#10
[junio-noviembre 2019]

Sobre: Buenos Aires transmedial: Los barrios de Cucurto, Casas e Incardona, de Carolina Rolle. Rosario: Beatriz Viterbo, 2017


Ary Pimentel
Universidade Federal do Rio de Janeiro, Brasil / ary.pimentel@yahoo.com.br

Para citar este artículo: Pimentel, A. (2019). Sobre: Buenos Aires transmedial: Los barrios de Cucurto, Casas e Incardona, de Carolina Rolle. El taco en la brea, 10 (junio–noviembre), 240–243. Santa Fe, Argentina: UNL. DOI: 10.14409/tb.v1i10.8706

A cidade narrada por estratégias transmidiais na literatura do presente: a invasão transmidiática do espaço narrativo

A pesquisadora Regina Dalcastagnè afirma que a literatura contemporânea reflete nas suas ausências talvez muito mais do que naquilo que diz explicitamente através da fatura do texto. Isso é algo que vale para a literatura brasileira e para a literatura dos diferentes países do continente. Após um exaustivo estudo quantitativo da produção narrativa que envolveu todos os romances publicados pelas principais editoras brasileiras ao longo de um período de quinze anos (entre 1990 e 2004), ela concluiu que 72,7 % dos autores eram homens, e 93,9 % eram brancos. Soma-se à homogeneidade racial e de gênero a predominância geográfica (60 % deles vivem no Rio de Janeiro e em São Paulo) e profissional (quase todos tiveram sua formação relacionada a espaços privilegiados de produção de discursos: os meios jornalístico e acadêmico). Poderíamos acrescentar a variante territorial a essa discussão. O grupo dominante no campo da produção de narrativas mora em alguns poucos bairros das zonas mais ricas dessas duas cidades.

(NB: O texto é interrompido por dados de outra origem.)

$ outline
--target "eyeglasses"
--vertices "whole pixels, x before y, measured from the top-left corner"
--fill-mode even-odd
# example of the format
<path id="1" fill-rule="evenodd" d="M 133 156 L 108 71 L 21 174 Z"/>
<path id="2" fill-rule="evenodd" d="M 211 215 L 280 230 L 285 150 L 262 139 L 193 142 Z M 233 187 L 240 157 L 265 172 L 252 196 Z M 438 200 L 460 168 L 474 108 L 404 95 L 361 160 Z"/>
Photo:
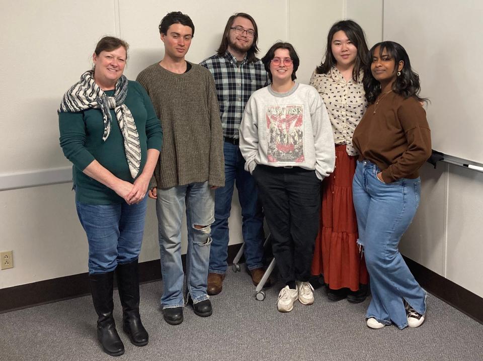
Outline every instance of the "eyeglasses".
<path id="1" fill-rule="evenodd" d="M 284 58 L 283 60 L 280 58 L 274 58 L 272 59 L 272 63 L 275 66 L 278 66 L 282 61 L 283 65 L 285 66 L 290 66 L 293 64 L 293 62 L 290 58 Z"/>
<path id="2" fill-rule="evenodd" d="M 255 36 L 255 32 L 253 30 L 246 30 L 243 28 L 239 26 L 235 26 L 234 28 L 230 28 L 232 30 L 234 30 L 235 32 L 239 35 L 243 35 L 244 33 L 247 33 L 247 38 L 253 38 Z"/>

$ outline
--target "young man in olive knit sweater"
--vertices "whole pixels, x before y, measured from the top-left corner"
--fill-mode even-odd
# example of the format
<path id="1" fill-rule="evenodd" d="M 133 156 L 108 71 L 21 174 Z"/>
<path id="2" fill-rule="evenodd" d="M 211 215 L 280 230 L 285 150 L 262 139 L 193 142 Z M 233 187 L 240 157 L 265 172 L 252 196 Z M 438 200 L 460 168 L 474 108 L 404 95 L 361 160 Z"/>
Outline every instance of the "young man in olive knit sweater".
<path id="1" fill-rule="evenodd" d="M 141 71 L 161 121 L 165 141 L 149 196 L 156 199 L 163 274 L 161 304 L 165 320 L 183 322 L 184 274 L 181 225 L 185 205 L 188 228 L 187 302 L 195 313 L 211 315 L 206 292 L 214 190 L 224 185 L 223 137 L 213 77 L 185 60 L 195 27 L 187 15 L 170 13 L 159 26 L 165 57 Z"/>

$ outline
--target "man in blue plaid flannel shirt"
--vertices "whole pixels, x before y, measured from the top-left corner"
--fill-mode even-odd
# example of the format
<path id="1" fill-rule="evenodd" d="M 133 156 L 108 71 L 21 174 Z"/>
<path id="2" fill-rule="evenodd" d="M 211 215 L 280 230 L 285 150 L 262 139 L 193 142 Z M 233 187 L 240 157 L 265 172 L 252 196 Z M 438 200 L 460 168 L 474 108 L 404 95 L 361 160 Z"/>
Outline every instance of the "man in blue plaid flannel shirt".
<path id="1" fill-rule="evenodd" d="M 211 243 L 208 294 L 221 292 L 227 267 L 228 219 L 235 183 L 243 216 L 242 233 L 247 269 L 254 284 L 264 274 L 263 215 L 255 180 L 244 169 L 245 159 L 238 146 L 238 128 L 245 106 L 255 91 L 267 85 L 268 77 L 258 52 L 258 32 L 253 18 L 238 13 L 228 19 L 217 54 L 200 65 L 213 74 L 216 86 L 224 138 L 225 186 L 215 194 L 215 222 Z M 267 283 L 266 284 L 268 286 Z"/>

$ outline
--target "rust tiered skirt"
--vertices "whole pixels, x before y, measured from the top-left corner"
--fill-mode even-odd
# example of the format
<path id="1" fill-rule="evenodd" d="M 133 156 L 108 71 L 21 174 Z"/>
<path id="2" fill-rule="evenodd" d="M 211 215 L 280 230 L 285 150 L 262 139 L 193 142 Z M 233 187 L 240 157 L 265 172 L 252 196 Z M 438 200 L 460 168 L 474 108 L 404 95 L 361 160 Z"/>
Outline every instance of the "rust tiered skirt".
<path id="1" fill-rule="evenodd" d="M 357 221 L 352 203 L 352 178 L 357 156 L 336 145 L 336 168 L 322 183 L 320 225 L 315 241 L 312 274 L 324 275 L 332 290 L 357 291 L 369 275 L 357 245 Z"/>

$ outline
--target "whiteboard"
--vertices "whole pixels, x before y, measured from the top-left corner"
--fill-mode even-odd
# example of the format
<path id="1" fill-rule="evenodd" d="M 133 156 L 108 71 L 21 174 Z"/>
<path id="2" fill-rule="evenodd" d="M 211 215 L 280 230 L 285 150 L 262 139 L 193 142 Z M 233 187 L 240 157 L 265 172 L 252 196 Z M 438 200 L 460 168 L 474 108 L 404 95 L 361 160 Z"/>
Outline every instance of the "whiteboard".
<path id="1" fill-rule="evenodd" d="M 384 0 L 383 39 L 421 81 L 433 149 L 483 163 L 483 2 Z"/>

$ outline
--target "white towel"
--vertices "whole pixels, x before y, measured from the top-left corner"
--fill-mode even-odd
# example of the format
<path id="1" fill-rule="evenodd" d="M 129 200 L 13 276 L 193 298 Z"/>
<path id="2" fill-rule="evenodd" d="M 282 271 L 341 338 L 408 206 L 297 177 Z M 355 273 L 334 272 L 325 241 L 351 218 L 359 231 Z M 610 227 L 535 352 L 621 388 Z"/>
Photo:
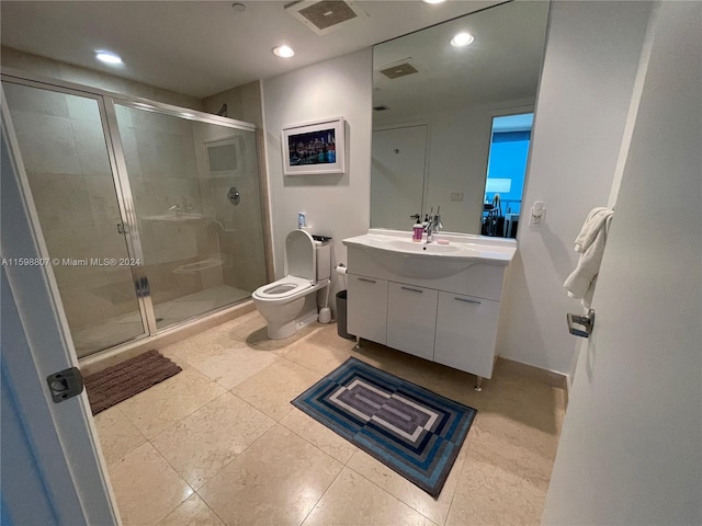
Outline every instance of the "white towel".
<path id="1" fill-rule="evenodd" d="M 613 214 L 609 208 L 593 208 L 575 240 L 575 250 L 580 252 L 580 260 L 563 286 L 568 291 L 568 296 L 581 299 L 586 309 L 589 309 L 592 302 Z"/>
<path id="2" fill-rule="evenodd" d="M 582 224 L 582 229 L 575 238 L 575 251 L 585 252 L 595 241 L 604 221 L 612 217 L 612 210 L 603 206 L 592 208 Z"/>

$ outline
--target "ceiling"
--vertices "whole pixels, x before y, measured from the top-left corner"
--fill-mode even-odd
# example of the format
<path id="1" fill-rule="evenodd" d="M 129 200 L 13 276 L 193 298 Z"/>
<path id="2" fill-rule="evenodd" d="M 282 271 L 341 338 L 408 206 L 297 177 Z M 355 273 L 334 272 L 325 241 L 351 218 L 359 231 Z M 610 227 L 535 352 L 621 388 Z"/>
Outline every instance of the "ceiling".
<path id="1" fill-rule="evenodd" d="M 370 47 L 502 0 L 359 1 L 361 15 L 324 36 L 285 11 L 291 2 L 242 1 L 0 2 L 3 46 L 196 98 L 205 98 Z M 287 44 L 290 59 L 271 49 Z M 118 68 L 95 49 L 122 56 Z"/>

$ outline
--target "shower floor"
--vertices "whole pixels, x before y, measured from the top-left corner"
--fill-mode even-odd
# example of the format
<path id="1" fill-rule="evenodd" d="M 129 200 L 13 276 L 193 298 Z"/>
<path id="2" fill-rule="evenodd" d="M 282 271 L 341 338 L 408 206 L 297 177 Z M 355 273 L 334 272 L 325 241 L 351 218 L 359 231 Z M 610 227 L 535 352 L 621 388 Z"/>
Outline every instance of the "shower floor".
<path id="1" fill-rule="evenodd" d="M 218 309 L 251 297 L 251 293 L 228 285 L 217 285 L 154 306 L 157 327 L 162 329 L 193 316 Z M 129 312 L 107 318 L 101 323 L 83 325 L 71 331 L 79 358 L 112 347 L 144 334 L 141 316 Z"/>

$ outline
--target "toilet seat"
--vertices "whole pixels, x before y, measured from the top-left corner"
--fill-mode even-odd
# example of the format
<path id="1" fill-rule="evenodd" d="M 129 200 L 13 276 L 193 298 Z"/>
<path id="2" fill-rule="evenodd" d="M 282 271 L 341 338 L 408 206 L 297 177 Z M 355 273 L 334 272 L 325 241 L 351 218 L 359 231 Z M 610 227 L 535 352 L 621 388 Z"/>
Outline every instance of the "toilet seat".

Só mais recentemente, em países como Argentina e Brasil, a cidade passa a ser narrada com mais frequência sob a perspectiva de um novo olhar e a partir de um novo lugar da cidade ou, melhor dizendo, a partir de um novo lugar da cultura, como propõe Homi Bhabha. A bagagem cultural desses novos autores que começam a publicar nas últimas duas décadas não se associa obrigatoriamente à literatura canônica, muito pelo contrário, está marcada por vários outros tipos de mediações com o mundo, em geral as associadas à palavra cantada, à imagem que circula em publicações populares ou à imagem em movimento que chega aos distantes lares das periferias.

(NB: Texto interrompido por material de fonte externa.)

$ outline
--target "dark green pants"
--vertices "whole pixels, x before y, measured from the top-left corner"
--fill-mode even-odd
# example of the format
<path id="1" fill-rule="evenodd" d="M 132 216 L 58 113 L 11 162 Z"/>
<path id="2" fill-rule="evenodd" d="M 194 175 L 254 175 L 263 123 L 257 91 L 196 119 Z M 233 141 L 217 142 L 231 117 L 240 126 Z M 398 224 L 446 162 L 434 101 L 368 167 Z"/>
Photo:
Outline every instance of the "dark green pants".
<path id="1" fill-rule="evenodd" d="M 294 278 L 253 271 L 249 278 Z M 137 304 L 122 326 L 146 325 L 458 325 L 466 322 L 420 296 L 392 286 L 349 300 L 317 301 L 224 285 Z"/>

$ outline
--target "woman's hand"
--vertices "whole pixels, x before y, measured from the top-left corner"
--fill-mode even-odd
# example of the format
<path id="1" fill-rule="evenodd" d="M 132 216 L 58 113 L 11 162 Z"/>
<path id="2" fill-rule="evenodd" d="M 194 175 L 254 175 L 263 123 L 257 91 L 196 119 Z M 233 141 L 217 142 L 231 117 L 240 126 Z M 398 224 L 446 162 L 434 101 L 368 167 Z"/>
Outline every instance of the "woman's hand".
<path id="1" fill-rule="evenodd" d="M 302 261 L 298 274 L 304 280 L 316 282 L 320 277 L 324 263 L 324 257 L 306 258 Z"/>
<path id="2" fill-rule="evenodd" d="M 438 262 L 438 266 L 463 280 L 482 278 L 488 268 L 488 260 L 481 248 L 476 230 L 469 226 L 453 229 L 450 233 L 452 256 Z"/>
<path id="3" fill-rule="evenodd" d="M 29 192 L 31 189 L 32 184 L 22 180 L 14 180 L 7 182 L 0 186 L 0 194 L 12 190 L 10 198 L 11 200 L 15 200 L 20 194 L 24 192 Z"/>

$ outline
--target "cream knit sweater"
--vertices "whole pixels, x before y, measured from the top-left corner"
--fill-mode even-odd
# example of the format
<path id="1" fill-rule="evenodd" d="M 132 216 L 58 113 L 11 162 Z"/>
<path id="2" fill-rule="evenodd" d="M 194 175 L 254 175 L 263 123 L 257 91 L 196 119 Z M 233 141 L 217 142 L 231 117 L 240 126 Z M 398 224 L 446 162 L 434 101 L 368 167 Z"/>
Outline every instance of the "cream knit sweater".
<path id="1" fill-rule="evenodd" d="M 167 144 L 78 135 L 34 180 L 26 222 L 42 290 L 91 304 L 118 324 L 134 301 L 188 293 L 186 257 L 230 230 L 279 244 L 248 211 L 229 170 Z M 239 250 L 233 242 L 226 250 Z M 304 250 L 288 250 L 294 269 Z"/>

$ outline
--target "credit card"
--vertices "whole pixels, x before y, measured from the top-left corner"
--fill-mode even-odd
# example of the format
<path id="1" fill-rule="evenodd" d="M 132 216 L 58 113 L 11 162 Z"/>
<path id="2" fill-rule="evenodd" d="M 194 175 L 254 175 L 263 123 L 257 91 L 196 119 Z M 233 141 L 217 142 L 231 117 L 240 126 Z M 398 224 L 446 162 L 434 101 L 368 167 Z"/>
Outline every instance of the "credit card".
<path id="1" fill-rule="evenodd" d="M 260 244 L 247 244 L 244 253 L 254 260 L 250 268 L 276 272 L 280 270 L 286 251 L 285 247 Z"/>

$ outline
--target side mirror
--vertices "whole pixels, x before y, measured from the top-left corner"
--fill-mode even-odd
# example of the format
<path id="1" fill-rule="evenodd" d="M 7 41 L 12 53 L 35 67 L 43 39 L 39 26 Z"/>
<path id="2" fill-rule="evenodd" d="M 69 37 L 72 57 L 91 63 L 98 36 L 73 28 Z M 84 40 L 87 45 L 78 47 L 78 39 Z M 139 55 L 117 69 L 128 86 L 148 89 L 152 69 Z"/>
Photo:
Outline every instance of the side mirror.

No Brasil, publica-se em 2015 o livro O meu lugar, cujo título faz referência a um conhecido samba sobre o subúrbio de Madureira. A obra traz textos de autores que reivindicam, em histórias e memórias, a singularidade de seus bairros. Essa visão do microterritório urbano construída a partir de uma relação de profunda intimidade com áreas da cidade que foram tradicionalmente subrepresentadas é uma novidade.

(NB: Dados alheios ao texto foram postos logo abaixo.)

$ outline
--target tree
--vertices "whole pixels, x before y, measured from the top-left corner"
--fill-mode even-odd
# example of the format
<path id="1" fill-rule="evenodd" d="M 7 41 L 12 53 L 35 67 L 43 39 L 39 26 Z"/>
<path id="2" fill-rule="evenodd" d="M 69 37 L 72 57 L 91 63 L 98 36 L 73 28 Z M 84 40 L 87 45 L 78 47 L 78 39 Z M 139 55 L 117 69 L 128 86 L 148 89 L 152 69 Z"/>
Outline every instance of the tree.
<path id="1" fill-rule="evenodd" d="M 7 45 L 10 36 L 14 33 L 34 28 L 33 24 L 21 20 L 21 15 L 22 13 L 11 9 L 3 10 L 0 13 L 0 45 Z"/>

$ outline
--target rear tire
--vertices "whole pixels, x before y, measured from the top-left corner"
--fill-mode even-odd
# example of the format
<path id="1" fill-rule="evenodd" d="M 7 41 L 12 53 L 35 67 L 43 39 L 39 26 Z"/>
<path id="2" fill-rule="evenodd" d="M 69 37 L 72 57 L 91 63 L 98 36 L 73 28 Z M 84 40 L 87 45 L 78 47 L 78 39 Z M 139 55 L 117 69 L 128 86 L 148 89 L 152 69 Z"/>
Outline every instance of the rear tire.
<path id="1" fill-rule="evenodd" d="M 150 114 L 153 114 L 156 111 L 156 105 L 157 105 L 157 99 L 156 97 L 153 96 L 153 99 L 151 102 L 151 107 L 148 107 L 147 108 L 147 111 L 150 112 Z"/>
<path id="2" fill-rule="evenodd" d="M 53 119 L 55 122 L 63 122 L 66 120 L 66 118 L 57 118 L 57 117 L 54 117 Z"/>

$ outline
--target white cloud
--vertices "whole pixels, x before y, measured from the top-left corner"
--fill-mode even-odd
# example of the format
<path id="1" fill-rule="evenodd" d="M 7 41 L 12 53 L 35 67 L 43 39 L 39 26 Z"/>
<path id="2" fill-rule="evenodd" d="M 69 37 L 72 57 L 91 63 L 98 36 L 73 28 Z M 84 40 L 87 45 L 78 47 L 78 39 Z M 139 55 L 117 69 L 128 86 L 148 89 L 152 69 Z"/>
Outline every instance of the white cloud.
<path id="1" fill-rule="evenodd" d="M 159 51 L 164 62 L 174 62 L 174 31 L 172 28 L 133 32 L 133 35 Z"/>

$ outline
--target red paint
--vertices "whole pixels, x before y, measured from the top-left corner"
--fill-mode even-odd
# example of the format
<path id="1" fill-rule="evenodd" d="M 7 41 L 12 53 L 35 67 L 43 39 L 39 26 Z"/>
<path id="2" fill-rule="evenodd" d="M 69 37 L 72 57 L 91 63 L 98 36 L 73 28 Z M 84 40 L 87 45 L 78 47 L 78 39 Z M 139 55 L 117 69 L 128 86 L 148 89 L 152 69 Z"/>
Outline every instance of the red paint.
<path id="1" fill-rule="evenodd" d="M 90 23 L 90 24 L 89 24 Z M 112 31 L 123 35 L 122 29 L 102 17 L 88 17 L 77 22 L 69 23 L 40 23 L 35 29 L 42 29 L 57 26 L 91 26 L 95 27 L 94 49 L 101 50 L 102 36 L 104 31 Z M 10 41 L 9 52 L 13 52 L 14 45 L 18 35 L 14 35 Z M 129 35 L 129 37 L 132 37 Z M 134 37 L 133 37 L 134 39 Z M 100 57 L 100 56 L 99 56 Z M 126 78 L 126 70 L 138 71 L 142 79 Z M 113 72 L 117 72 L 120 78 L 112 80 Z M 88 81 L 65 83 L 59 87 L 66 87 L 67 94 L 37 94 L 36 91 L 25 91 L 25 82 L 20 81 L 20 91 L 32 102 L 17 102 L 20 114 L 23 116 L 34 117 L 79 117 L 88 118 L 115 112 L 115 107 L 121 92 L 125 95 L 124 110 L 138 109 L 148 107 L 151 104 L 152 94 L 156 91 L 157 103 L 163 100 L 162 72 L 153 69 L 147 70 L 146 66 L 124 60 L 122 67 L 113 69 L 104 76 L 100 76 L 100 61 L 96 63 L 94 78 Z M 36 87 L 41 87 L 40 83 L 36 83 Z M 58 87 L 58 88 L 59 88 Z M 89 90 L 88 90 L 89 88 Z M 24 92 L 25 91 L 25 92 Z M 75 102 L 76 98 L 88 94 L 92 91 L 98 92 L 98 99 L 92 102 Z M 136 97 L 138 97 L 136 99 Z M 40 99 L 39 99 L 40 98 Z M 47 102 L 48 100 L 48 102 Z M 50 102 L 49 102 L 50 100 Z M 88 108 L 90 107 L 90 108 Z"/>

A partir do final do século XX, diante de profundas transformações sociais, políticas, econômicas e culturais, outros autores (ou autores Outros) surgem na cena literária dos dois países e passam a afirmar seus conhecimentos e seus territórios, bem como os discursos midiáticos que haviam ajudado a formar o seu olhar. Começava-se a questionar o que o cânone dos sistemas de representação tinha deixado de fora do retrato. Os novos sujeitos, que são esses autores improváveis despontando na cena literária do século XXI, implicam a emergência de novos objetos, novos problemas, novos personagens e novos territórios da cidade.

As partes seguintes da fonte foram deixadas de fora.